Et si ce n’est pas eux, c’est l’État qui s’opposera à cette fermeture parce qu’il est – ne le cachons pas – le garant du capitalisme. Comme il a sauvé les banques, il sauvera l’usine. Bref, à travers cela, nous concevons ô combien la logique capitaliste est déraisonnable, paradoxale et destructive. Ce problème des travailleurs qui se retrouvent sans travail, on le retrouve indirectement avec l’immigration, le terrorisme, la misère sociale... En fait, on peut dire que c’est la toile de fond de tous les problèmes de société que l’on rencontre aujourd’hui. Alors, dites-moi : pourquoi les médias peinent tant à publier les réflexions qui touchent le fond des choses ? Pourquoi les universitaires ne se concentrent pas, maintenant, aux questions urgentes liées au changement social et économique ? Pourquoi les uns préfèrent l’actualité pendant que les autres s’occupent de théories, de discours et encore de théorie ?

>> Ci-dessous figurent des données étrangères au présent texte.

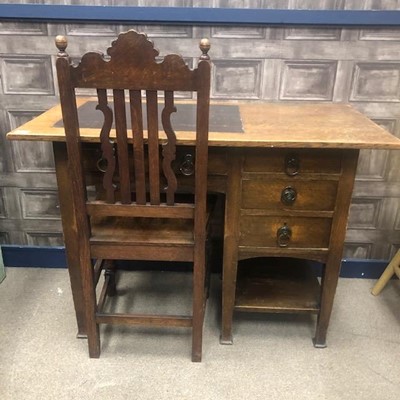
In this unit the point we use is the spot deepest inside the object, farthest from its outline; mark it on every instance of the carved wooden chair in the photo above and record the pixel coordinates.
(139, 216)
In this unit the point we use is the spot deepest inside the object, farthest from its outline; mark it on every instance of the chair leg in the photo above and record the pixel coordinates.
(110, 273)
(198, 305)
(386, 275)
(89, 290)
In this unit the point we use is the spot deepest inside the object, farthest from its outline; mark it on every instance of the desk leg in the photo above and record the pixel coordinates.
(332, 268)
(70, 239)
(231, 242)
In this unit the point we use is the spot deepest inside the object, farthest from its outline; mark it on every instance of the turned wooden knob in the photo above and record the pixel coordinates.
(205, 46)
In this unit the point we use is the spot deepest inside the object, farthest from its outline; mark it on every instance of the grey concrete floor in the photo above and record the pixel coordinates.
(272, 356)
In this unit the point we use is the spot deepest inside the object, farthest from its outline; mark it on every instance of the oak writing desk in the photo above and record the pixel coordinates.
(287, 172)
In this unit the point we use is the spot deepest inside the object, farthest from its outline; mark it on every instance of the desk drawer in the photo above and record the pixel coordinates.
(293, 162)
(288, 194)
(284, 232)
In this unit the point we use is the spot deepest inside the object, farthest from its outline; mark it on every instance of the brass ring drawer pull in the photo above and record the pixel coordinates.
(283, 235)
(187, 165)
(288, 195)
(292, 164)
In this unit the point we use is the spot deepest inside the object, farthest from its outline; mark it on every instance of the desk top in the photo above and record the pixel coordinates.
(293, 125)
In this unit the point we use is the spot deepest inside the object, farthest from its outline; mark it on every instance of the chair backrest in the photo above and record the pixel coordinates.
(130, 70)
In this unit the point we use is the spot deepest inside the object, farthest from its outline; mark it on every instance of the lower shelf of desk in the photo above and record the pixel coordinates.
(280, 286)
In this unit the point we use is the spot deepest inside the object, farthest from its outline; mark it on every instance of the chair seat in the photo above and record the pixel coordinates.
(142, 231)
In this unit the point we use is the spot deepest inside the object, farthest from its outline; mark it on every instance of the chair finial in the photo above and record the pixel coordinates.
(205, 46)
(61, 44)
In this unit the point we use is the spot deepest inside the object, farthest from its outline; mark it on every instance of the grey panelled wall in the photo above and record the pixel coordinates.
(356, 66)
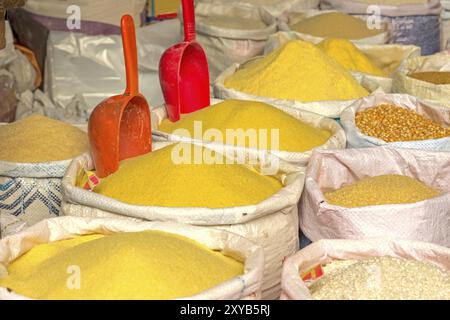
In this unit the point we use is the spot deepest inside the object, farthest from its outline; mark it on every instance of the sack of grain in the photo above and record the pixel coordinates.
(435, 112)
(275, 7)
(325, 251)
(331, 109)
(336, 141)
(403, 83)
(387, 57)
(329, 170)
(32, 191)
(231, 33)
(272, 223)
(290, 18)
(246, 286)
(414, 22)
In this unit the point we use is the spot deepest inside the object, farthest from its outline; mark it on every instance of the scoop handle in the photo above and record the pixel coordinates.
(130, 54)
(188, 20)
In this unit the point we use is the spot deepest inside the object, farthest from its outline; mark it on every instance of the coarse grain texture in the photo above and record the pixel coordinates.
(384, 278)
(434, 77)
(391, 123)
(136, 265)
(379, 190)
(335, 25)
(155, 180)
(349, 56)
(294, 135)
(227, 22)
(41, 139)
(297, 71)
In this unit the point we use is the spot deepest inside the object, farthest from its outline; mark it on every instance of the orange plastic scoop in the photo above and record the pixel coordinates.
(119, 127)
(183, 71)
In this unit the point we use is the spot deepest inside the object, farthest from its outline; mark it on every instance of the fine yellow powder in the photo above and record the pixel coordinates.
(297, 71)
(434, 77)
(137, 265)
(335, 25)
(349, 56)
(155, 180)
(379, 190)
(41, 139)
(294, 135)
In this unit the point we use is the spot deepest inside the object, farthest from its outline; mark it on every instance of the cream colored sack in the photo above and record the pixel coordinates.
(273, 223)
(292, 17)
(422, 89)
(331, 109)
(336, 141)
(387, 57)
(325, 251)
(224, 40)
(356, 139)
(426, 220)
(246, 286)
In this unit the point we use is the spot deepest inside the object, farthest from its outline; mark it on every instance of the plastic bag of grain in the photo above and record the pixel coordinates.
(246, 286)
(32, 191)
(329, 170)
(387, 57)
(231, 33)
(273, 223)
(403, 83)
(326, 251)
(290, 18)
(275, 7)
(357, 139)
(331, 109)
(336, 141)
(414, 22)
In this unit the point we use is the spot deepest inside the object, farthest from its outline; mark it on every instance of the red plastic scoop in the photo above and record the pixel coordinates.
(183, 71)
(119, 127)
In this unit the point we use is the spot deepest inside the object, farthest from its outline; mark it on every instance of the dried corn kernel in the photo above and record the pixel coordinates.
(379, 190)
(392, 123)
(384, 278)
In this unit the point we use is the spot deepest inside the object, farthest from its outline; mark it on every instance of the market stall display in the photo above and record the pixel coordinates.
(404, 195)
(368, 269)
(287, 133)
(212, 263)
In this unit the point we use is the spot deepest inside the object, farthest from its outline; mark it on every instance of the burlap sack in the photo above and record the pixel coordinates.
(421, 89)
(331, 109)
(246, 286)
(387, 57)
(325, 251)
(357, 139)
(336, 141)
(286, 20)
(273, 223)
(328, 170)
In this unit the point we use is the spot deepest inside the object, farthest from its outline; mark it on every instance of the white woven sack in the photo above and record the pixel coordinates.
(331, 109)
(357, 139)
(292, 17)
(336, 141)
(427, 220)
(325, 251)
(32, 191)
(246, 286)
(387, 57)
(225, 45)
(275, 7)
(273, 223)
(422, 89)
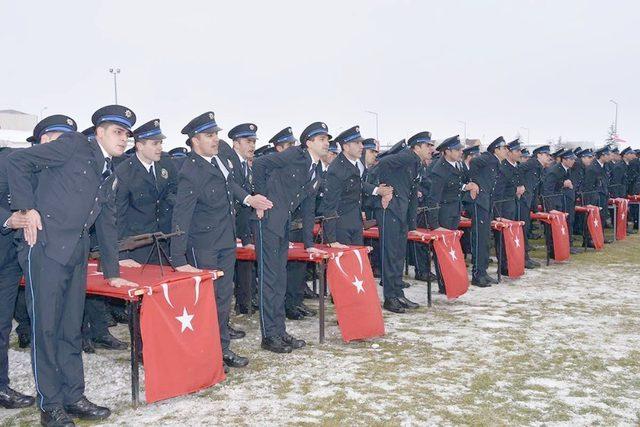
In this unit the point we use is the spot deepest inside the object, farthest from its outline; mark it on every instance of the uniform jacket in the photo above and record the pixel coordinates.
(284, 178)
(343, 193)
(70, 195)
(204, 208)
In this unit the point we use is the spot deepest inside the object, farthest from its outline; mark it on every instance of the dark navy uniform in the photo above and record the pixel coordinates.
(344, 190)
(10, 271)
(483, 171)
(444, 201)
(243, 176)
(145, 196)
(399, 168)
(75, 173)
(596, 190)
(205, 211)
(289, 179)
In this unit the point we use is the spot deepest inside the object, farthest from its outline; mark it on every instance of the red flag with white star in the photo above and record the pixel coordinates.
(560, 235)
(354, 294)
(181, 339)
(451, 262)
(622, 206)
(513, 240)
(595, 226)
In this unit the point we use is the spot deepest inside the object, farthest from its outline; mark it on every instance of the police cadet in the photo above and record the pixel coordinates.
(531, 173)
(146, 193)
(45, 131)
(399, 168)
(596, 190)
(468, 154)
(289, 179)
(205, 211)
(448, 182)
(53, 254)
(483, 171)
(557, 188)
(243, 137)
(342, 202)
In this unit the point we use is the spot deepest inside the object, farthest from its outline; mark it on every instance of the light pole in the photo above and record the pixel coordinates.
(115, 72)
(615, 122)
(465, 130)
(375, 114)
(528, 134)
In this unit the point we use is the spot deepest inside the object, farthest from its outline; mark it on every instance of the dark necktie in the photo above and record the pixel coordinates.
(108, 170)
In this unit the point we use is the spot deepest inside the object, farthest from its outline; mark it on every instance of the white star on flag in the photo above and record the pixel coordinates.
(185, 320)
(358, 284)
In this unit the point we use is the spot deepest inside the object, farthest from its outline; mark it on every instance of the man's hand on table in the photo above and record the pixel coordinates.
(188, 269)
(129, 263)
(119, 282)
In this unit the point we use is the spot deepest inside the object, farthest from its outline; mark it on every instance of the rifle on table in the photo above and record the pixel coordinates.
(141, 240)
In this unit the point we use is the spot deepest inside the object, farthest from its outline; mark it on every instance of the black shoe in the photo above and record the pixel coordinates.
(109, 342)
(309, 312)
(235, 334)
(425, 277)
(309, 294)
(393, 305)
(531, 264)
(120, 316)
(24, 340)
(407, 303)
(56, 417)
(87, 346)
(111, 321)
(480, 282)
(87, 410)
(293, 342)
(276, 345)
(233, 360)
(490, 279)
(294, 314)
(11, 399)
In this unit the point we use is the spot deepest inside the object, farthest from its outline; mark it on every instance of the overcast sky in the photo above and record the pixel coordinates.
(551, 66)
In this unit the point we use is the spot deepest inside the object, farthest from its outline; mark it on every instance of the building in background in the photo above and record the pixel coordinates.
(15, 128)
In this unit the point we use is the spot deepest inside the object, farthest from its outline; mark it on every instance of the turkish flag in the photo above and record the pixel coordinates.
(451, 262)
(355, 294)
(182, 351)
(513, 240)
(595, 226)
(622, 206)
(560, 234)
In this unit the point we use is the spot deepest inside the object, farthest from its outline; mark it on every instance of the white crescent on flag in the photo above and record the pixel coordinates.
(165, 291)
(197, 286)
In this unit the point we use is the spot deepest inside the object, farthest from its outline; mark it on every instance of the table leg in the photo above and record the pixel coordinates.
(321, 301)
(134, 333)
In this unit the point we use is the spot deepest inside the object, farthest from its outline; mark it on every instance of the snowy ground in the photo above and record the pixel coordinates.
(560, 346)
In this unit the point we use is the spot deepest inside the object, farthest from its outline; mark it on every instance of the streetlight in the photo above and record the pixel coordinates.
(465, 130)
(375, 114)
(528, 134)
(615, 123)
(115, 72)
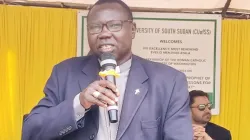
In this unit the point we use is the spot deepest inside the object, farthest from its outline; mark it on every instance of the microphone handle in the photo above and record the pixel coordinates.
(113, 109)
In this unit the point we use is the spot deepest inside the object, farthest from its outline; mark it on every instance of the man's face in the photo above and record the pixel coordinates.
(201, 115)
(117, 42)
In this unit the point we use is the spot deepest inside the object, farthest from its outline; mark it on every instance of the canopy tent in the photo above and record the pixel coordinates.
(228, 8)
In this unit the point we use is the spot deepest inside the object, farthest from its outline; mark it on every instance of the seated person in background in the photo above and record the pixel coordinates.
(201, 115)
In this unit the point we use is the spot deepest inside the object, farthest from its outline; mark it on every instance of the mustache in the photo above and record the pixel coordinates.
(207, 114)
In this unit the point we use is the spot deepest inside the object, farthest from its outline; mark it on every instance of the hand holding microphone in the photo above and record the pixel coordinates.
(103, 93)
(100, 92)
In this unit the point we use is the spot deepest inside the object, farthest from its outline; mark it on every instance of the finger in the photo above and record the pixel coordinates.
(109, 85)
(95, 101)
(105, 92)
(105, 99)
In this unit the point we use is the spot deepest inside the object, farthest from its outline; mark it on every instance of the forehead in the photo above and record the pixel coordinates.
(201, 100)
(106, 12)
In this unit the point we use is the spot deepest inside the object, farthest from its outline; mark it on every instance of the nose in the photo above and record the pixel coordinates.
(207, 109)
(105, 33)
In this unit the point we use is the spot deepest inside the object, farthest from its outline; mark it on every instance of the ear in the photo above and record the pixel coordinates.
(133, 30)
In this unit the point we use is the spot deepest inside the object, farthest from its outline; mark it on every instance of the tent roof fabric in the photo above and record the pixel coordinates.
(194, 6)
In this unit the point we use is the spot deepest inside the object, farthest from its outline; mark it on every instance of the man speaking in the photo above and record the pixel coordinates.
(151, 99)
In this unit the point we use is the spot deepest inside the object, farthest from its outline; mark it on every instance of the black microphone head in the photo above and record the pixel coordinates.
(107, 59)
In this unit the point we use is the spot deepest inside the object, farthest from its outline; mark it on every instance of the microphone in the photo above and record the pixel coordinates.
(108, 66)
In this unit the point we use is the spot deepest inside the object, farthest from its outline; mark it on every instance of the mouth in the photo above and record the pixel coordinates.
(106, 48)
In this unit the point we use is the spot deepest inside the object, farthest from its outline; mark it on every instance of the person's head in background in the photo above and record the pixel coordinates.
(111, 29)
(200, 107)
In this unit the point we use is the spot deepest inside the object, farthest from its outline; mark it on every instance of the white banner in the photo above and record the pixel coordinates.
(188, 42)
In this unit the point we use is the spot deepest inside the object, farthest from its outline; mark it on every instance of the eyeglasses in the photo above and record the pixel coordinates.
(112, 25)
(202, 107)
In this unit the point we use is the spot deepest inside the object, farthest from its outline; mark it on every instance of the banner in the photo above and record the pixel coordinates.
(188, 42)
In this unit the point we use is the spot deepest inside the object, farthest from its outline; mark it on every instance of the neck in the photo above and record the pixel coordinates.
(200, 124)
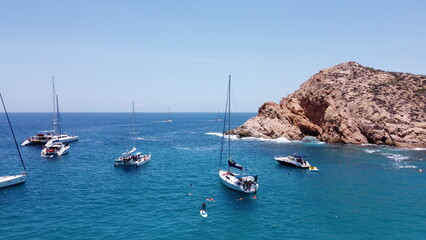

La réponse à ces questions nous renvoie à l’essence même de ce que je cherche à communiquer à travers cet article. À l’instar de la femme qui, à une époque pas si lointaine, était complètement sous l’emprise de son mari, l’individu d’aujourd’hui, homme ou femme, est enchainé au système économique qui le maintient en vie, soumis aux consommateurs et au marché du travail qui l’utilisent puis qui, à l’instar des déchets et de la pollution que l’on renvoie à la nature, le jettent sans considération.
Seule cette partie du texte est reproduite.